Faithful are the wounds of a friend;
profuse are the kisses of an enemy.
I had that feeling because I know two things about Mike: 1) Mike is my friend, and 2) Mike knows the gospel. I’m incredibly glad for both of these things. Yet, usually when Mike feels that he needs to have “harsh friend words” with a person, he’s usually right. So, I answered his question, and he did a good job of delivering a knockout punch. He challenged me on my thinking about this issue, and simply by speaking truth, pointed out where my motivations didn’t line up with the gospel.
Brothers, if anyone is caught in any transgression, you who are spiritual should restore him in a spirit of gentleness.
One of the reasons why Mike and I remain friends after these type of conversations is because I know his heart. His heart is to see God glorified in general, in his life, and in my life. And Mike knows that is my heart also, as much as the Spirit has enabled me. So, when Mike asks tough questions that make me look at aspects of my heart that sometimes I don’t want to look at, instead of heading for the hills and hiding, I remember that Mike is trying to show me where this piece of my heart doesn’t line up with the rest of my heart, and wants to bring glory to myself instead of King Jesus. He isn’t using truth like a baseball bat trying to beat me down; he’s using truth like a scalpel trying to help cut away pieces of my heart that are prone to idolatry.
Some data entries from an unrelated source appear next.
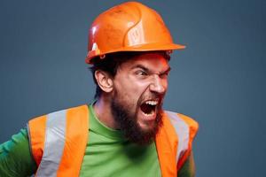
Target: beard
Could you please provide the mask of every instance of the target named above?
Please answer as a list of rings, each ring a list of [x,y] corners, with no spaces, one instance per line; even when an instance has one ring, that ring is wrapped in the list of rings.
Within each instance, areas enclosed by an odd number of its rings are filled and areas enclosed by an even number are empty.
[[[117,97],[117,96],[114,96]],[[120,103],[117,98],[111,101],[111,110],[113,117],[122,132],[124,137],[129,142],[138,145],[148,145],[154,139],[160,127],[162,125],[162,109],[161,104],[158,106],[158,112],[154,124],[148,129],[142,128],[137,123],[137,107],[136,112],[130,112],[134,106]]]

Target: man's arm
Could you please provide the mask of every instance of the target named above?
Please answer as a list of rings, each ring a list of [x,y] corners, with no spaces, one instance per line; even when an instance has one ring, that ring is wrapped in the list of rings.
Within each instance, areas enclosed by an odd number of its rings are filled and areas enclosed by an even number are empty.
[[[26,128],[0,145],[0,176],[30,176],[36,169]]]
[[[181,169],[178,171],[178,177],[194,177],[195,176],[195,163],[193,153],[188,157]]]

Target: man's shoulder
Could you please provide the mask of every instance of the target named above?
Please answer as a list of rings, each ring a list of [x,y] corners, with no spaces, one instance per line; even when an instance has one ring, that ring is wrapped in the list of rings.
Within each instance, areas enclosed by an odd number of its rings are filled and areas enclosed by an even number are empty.
[[[49,116],[49,115],[56,115],[56,114],[62,114],[63,112],[82,112],[84,110],[88,110],[89,109],[89,104],[81,104],[81,105],[77,105],[77,106],[73,106],[73,107],[68,107],[68,108],[65,108],[65,109],[59,109],[58,111],[54,111],[54,112],[51,112],[45,114],[43,114],[41,116],[35,116],[34,118],[32,118],[31,119],[42,119],[45,116]]]
[[[170,122],[174,127],[180,127],[184,124],[188,126],[190,129],[193,129],[195,132],[199,129],[199,123],[190,116],[166,110],[163,111],[163,114],[170,119]]]

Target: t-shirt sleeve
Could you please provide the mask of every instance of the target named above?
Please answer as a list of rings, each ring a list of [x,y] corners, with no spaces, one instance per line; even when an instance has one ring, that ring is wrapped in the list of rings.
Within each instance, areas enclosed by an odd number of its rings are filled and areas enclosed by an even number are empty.
[[[0,176],[30,176],[37,165],[31,155],[27,131],[23,128],[0,144]]]
[[[183,166],[178,171],[178,177],[194,177],[195,176],[195,163],[193,153],[192,152],[188,158],[184,163]]]

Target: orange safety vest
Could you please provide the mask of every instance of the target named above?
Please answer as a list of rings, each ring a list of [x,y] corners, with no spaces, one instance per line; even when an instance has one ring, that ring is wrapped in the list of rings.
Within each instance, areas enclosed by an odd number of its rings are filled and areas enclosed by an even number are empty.
[[[81,105],[28,121],[35,176],[79,176],[89,133],[89,108]],[[183,114],[164,112],[155,143],[163,177],[177,176],[192,151],[198,123]]]

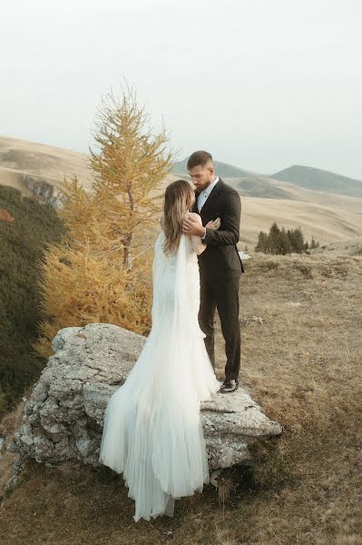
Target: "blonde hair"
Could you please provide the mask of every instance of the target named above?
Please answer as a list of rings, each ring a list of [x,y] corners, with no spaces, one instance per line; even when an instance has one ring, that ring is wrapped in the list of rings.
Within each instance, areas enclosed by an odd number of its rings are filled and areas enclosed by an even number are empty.
[[[176,180],[167,186],[164,203],[162,228],[165,234],[163,250],[166,255],[174,253],[182,234],[182,220],[192,203],[193,190],[186,180]]]

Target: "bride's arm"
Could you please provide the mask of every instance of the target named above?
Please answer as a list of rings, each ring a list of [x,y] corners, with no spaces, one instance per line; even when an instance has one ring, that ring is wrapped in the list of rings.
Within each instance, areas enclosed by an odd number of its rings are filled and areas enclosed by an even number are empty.
[[[202,220],[198,213],[194,212],[189,212],[189,216],[191,216],[195,222],[202,225]],[[192,248],[195,253],[200,255],[206,250],[206,243],[202,241],[201,236],[191,235]]]

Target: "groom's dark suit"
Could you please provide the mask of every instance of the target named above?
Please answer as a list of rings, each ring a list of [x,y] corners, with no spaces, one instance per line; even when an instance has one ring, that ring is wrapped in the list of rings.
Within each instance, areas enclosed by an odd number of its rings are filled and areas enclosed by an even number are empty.
[[[239,324],[239,284],[244,272],[236,244],[239,242],[241,203],[237,191],[220,178],[201,212],[196,202],[192,212],[200,213],[202,225],[220,217],[218,231],[206,229],[206,250],[199,255],[201,302],[199,322],[206,334],[205,346],[213,366],[215,309],[225,339],[226,380],[238,380],[240,368],[240,329]]]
Or, I should say the Holy Spirit through Mike is doing this, but I know this is Mike’s desire even if it’s the Spirit doing the actual work.
Oil and perfume make the heart glad,
and the sweetness of a friend comes from his earnest counsel.
What makes these conversations memorable, and enjoyable, isn’t the awesome food or even the hanging out with a friend. It’s that Mike, like so many of my other friends, is willing to take the time to listen to my crazy ramblings and expend the energy to offer deep, Theological, gospel-driven counsel that presses me to conform to the image of Christ.
The hard part is for those of us who receive counsel like this to actually listen. Usually, we listen and nod our heads to make the person go away, but we don’t let the truth of their words pierce our heart and cause real change.
I would challenge you, if you have a friend who is willing to risk friendship to be a good friend, don’t take it lightly. Listen, pray, and let truth change your heart.